Delta Air Lines' 185,000 b/d Trainer Refinery in Pennsylvania operated at a profit for the second consecutive quarter as lower renewable fuel blending compliance costs supported refining operations.
Production at the company's refinery 10 miles southwest of Philadelphia yielded a 24¢/USG benefit on jet fuel costs in the fourth quarter, compared to a 21¢/USG loss in the fourth quarter of 2020 and a 3¢/USG benefit in the fourth quarter of 2019.
The refinery executed $1.04bn in sales of non-jet fuel products in the fourth quarter 2021, compared to $441mn in the fourth quarter of 2020 and $2mn in the fourth quarter of 2019.
Delta purchased the refinery in 2012 and typically exchanges gasoline and diesel produced at the facility for jet fuel, but increased outright sales of those products over the last two years as jet demand lagged behind road fuel demand.
Results at Trainer, which lacks a fuel blending operation, were impacted earlier this year amid record-high prices for credits US refiners use to signal compliance with the US Renewable Fuel Standard (RFS).

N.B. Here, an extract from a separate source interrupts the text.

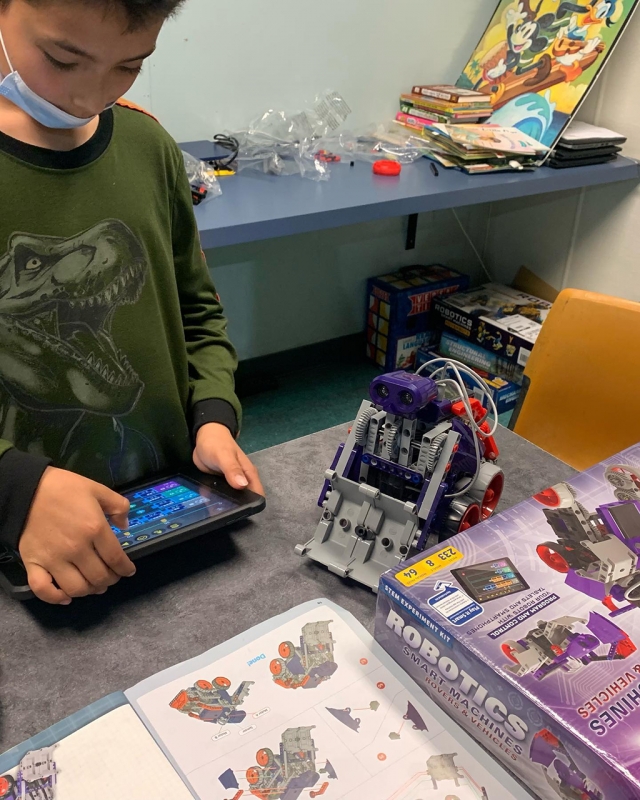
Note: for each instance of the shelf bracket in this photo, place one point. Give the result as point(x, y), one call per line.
point(412, 230)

But lower prices for renewable identification numbers (RINs) and lower volume obligations offered the refinery relief in the fourth quarter. The Environmental Protection Agency proposed on 7 December to retroactively lower renewable blending mandates for 2020, and prices for the credits fell in the fourth quarter compared to earlier quarters in 2021.
The Argus Renewable Volume Obligation, which serves as an estimate of the daily cost of compliance with the RFS, averaged 14.55¢/USG in the fourth quarter — nearly six times higher than prices observed in the same quarter in 2019 but down from the 19.40¢/USG average recorded in the second quarter of 2021.